The attempt to characterize Loughner as a tea partier has absolutely nothing to do with anything he said or wrote: indeed, quite the opposite is the case. If we look at his YouTube videos, they are simply incoherent, ranting about how Loughner is into “conscience dreaming,” and railing about government “brainwashing” – typical paranoid ravings without any real political content, either right or left. A series of tweets by a former friend, one Caitie Parker, show that when she knew him, in 2007, he was a radical leftist – and his YouTube video featuring a flag-burning (hardly a tea party-ish type of activity) is certainly suggestive of that, although I wouldn’t draw any firm conclusions one way or the other.

Because what we are talking about here is not ideology, but psychopathology – although I’ll be the first to admit that the two often intersect. In this case, however, there is absolutely no indication – so far – that politics had anything to do with it. A mentally unstable individual, who disrupted classes at Pima Community College, where he was a student, with sudden outbursts, simply fixated on a public figure, and acted on his delusions. Yet the swiftness with which the “progressive” crowd glommed on to Loughner as a symbol of everything they think is wrong with this country indicates just how ready we are for a real honest to goodness witch hunt: how we are itching for a lynching, if only someone with all the requisite characteristics of a lynch-worthy victim would turn up.

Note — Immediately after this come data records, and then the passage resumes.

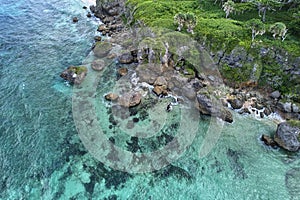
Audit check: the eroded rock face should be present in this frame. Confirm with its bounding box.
[274,122,300,152]
[118,92,142,108]
[197,94,233,123]
[60,66,87,85]
[227,98,244,109]
[104,93,119,101]
[118,67,128,76]
[118,53,134,64]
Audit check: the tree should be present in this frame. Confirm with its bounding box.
[222,0,234,18]
[247,19,266,42]
[270,22,288,41]
[174,13,197,34]
[252,0,281,22]
[174,13,186,31]
[185,13,197,34]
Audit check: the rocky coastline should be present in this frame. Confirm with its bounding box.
[62,0,300,151]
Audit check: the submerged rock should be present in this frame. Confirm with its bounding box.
[274,122,300,151]
[93,42,112,58]
[119,53,134,64]
[197,94,233,123]
[104,93,119,101]
[118,92,142,108]
[92,59,105,71]
[60,66,87,84]
[227,98,244,109]
[118,67,128,76]
[260,135,277,147]
[72,17,78,23]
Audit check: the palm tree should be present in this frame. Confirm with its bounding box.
[247,19,266,42]
[270,22,288,41]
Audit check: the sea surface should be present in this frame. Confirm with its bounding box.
[0,0,300,200]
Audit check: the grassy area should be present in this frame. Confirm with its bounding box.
[127,0,300,99]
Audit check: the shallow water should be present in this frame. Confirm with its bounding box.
[0,0,300,199]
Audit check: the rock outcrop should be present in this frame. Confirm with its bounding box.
[60,66,87,85]
[197,94,233,123]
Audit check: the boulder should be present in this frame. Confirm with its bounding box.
[197,94,233,123]
[93,42,112,58]
[278,102,292,113]
[260,135,277,147]
[118,67,128,76]
[60,66,87,85]
[270,90,281,99]
[118,92,142,108]
[154,76,168,86]
[72,17,78,23]
[153,85,168,96]
[92,59,105,71]
[86,12,92,18]
[227,98,244,109]
[292,103,299,113]
[274,122,300,152]
[104,93,119,101]
[97,24,107,32]
[118,53,134,64]
[94,35,102,42]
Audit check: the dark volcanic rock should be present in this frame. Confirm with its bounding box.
[260,135,277,147]
[72,17,78,23]
[118,92,142,108]
[197,94,233,123]
[104,93,119,101]
[92,59,105,71]
[227,98,244,109]
[274,122,300,151]
[60,66,87,84]
[119,53,134,64]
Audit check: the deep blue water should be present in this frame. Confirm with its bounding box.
[0,0,300,200]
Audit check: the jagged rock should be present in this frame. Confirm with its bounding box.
[264,108,272,116]
[119,53,133,64]
[197,94,233,123]
[270,90,281,99]
[118,67,128,76]
[154,76,168,86]
[86,12,92,18]
[72,17,78,23]
[292,103,299,113]
[92,59,105,71]
[260,135,277,147]
[274,122,300,151]
[93,42,112,58]
[97,24,107,32]
[278,102,292,113]
[227,98,244,109]
[104,93,119,101]
[60,66,87,84]
[94,35,102,42]
[118,92,142,108]
[153,85,168,96]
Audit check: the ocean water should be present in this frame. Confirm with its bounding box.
[0,0,300,200]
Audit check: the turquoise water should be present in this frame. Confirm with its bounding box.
[0,0,300,199]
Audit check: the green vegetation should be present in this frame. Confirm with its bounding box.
[286,120,300,129]
[127,0,300,99]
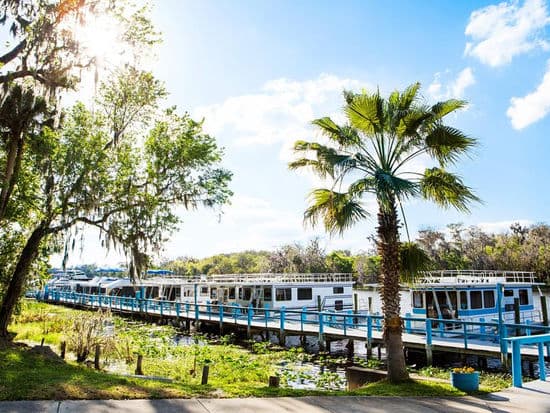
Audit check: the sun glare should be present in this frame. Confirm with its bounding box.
[74,15,127,69]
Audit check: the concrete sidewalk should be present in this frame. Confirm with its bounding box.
[0,381,550,413]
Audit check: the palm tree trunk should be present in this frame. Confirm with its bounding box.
[377,201,409,383]
[0,222,47,340]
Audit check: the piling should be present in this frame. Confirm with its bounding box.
[201,364,210,386]
[94,344,101,370]
[514,298,521,336]
[269,376,281,387]
[136,354,143,376]
[540,295,550,326]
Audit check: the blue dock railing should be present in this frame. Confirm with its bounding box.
[37,291,550,354]
[506,334,550,387]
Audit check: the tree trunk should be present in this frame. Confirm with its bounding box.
[0,222,47,340]
[377,201,409,383]
[0,135,24,220]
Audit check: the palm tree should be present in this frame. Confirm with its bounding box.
[289,83,478,383]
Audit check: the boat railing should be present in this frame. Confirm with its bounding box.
[205,273,353,284]
[142,273,353,285]
[416,270,537,284]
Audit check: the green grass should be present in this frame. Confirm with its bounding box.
[0,348,210,400]
[0,300,510,400]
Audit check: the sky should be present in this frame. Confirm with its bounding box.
[53,0,550,265]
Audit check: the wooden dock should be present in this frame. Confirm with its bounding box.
[39,292,550,364]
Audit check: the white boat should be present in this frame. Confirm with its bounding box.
[139,273,353,311]
[47,271,354,311]
[359,270,542,324]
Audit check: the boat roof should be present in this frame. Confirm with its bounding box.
[142,273,353,285]
[414,270,541,288]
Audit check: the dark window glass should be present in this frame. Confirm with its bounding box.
[483,291,495,308]
[460,291,468,310]
[470,291,482,309]
[519,290,529,305]
[298,288,312,300]
[413,291,424,308]
[275,288,292,301]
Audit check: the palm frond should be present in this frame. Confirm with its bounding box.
[311,116,361,147]
[344,93,384,136]
[304,188,368,234]
[373,169,419,199]
[288,141,355,178]
[425,124,476,165]
[399,242,432,283]
[420,168,481,212]
[431,99,468,120]
[399,82,420,110]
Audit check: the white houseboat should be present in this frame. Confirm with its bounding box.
[359,270,542,323]
[48,271,354,311]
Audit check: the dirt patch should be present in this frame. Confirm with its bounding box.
[29,346,65,363]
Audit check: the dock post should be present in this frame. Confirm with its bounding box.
[300,306,307,333]
[94,344,101,370]
[279,306,286,347]
[514,298,521,336]
[353,293,359,324]
[367,314,372,359]
[246,304,254,339]
[220,305,223,336]
[319,312,330,351]
[540,295,550,326]
[426,318,433,366]
[496,283,509,368]
[538,343,546,381]
[405,313,411,334]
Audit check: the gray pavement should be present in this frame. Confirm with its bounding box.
[0,381,550,413]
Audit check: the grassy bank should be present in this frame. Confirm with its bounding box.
[0,301,507,400]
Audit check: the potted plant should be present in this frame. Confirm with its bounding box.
[451,366,479,392]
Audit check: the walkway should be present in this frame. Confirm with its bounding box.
[0,381,550,413]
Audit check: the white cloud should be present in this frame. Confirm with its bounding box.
[428,67,476,100]
[464,0,550,67]
[476,219,533,234]
[506,60,550,130]
[195,74,368,151]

To a ruling class pining for a “crisis” – one that will put them in the drivers’ seat and allow them to get away with smearing their enemies and repressing the opposition – the Tucson massacre is a golden opportunity, and you can bet your bottom dollar they’ll take full advantage of it.

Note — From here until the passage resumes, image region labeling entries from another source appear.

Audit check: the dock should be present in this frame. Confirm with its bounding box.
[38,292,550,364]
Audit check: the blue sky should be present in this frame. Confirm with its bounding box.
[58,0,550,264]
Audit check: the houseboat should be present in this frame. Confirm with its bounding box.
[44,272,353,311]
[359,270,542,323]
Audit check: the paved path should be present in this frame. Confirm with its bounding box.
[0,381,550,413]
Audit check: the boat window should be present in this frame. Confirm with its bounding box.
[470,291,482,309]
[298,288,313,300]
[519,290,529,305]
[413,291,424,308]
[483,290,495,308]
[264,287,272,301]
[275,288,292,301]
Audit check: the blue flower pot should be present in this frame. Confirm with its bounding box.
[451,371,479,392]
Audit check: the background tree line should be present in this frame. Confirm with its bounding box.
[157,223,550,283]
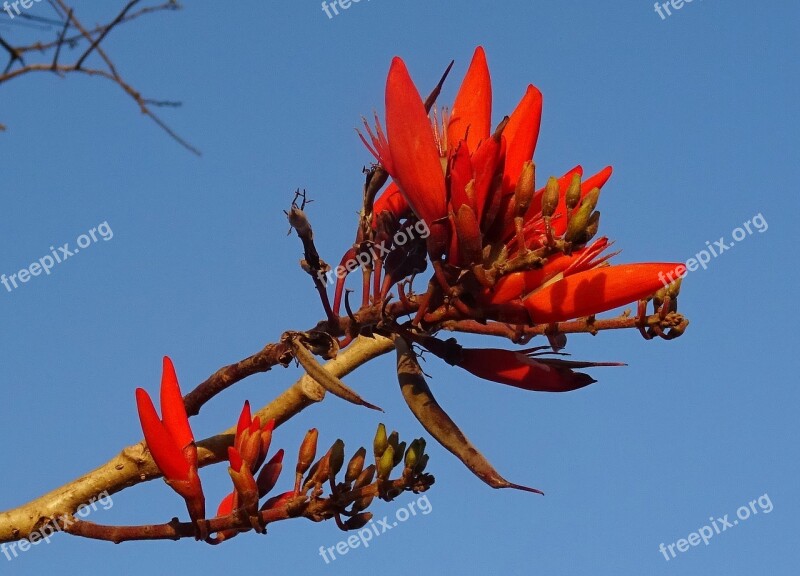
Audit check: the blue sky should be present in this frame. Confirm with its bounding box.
[0,0,800,575]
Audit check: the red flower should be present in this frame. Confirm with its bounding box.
[360,47,676,324]
[136,356,205,521]
[457,348,621,392]
[217,401,284,541]
[523,263,677,324]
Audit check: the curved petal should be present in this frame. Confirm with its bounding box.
[161,356,194,450]
[372,182,411,229]
[447,46,492,150]
[458,348,596,392]
[523,263,681,324]
[503,84,542,193]
[386,58,447,226]
[136,388,189,481]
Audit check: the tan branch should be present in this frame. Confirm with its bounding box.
[0,336,392,542]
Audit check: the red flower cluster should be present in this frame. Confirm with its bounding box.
[362,47,675,324]
[136,356,206,521]
[136,356,284,541]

For the ruling class, the uses of political violence are many and various – even if the violence isn’t being committed (this time) by our overseas allies or our own CIA. We hear a lot of babbling about how this means we have to tamp down the supposedly appalling “polarization” of our society, tamp down the “rhetoric,” and learn to love the middle ground.

“Extremism” is the enemy of the day, and anyone who wanders off the straight and narrow is a dangerous potential “terrorist.”

Bullshit. Of course our rulers – who are teetering on the brink of bankruptcy, both financial and political – don’t want any polarization. Instead, they want us to calmly accept our fate under their system, and go down quietly. They don’t want WikiLeaks exposing their overseas criminality, they don’t want anyone questioning their own criminal activities on the home front, and if you rock the boat you’re an “extremist” with “terrorist” inclinations, a candidate for the no-fly list and an investigation by Homeland Security.

This is the world they’re working to create: an America where speech is regulated, where the internet is controlled by the government, and the only political violence allowed is that engaged in by the US military on a massive scale, and practiced on nonwhites, preferably overseas. Are you ready to live in that world? I’m not, but then again, I may not have much choice in the matter.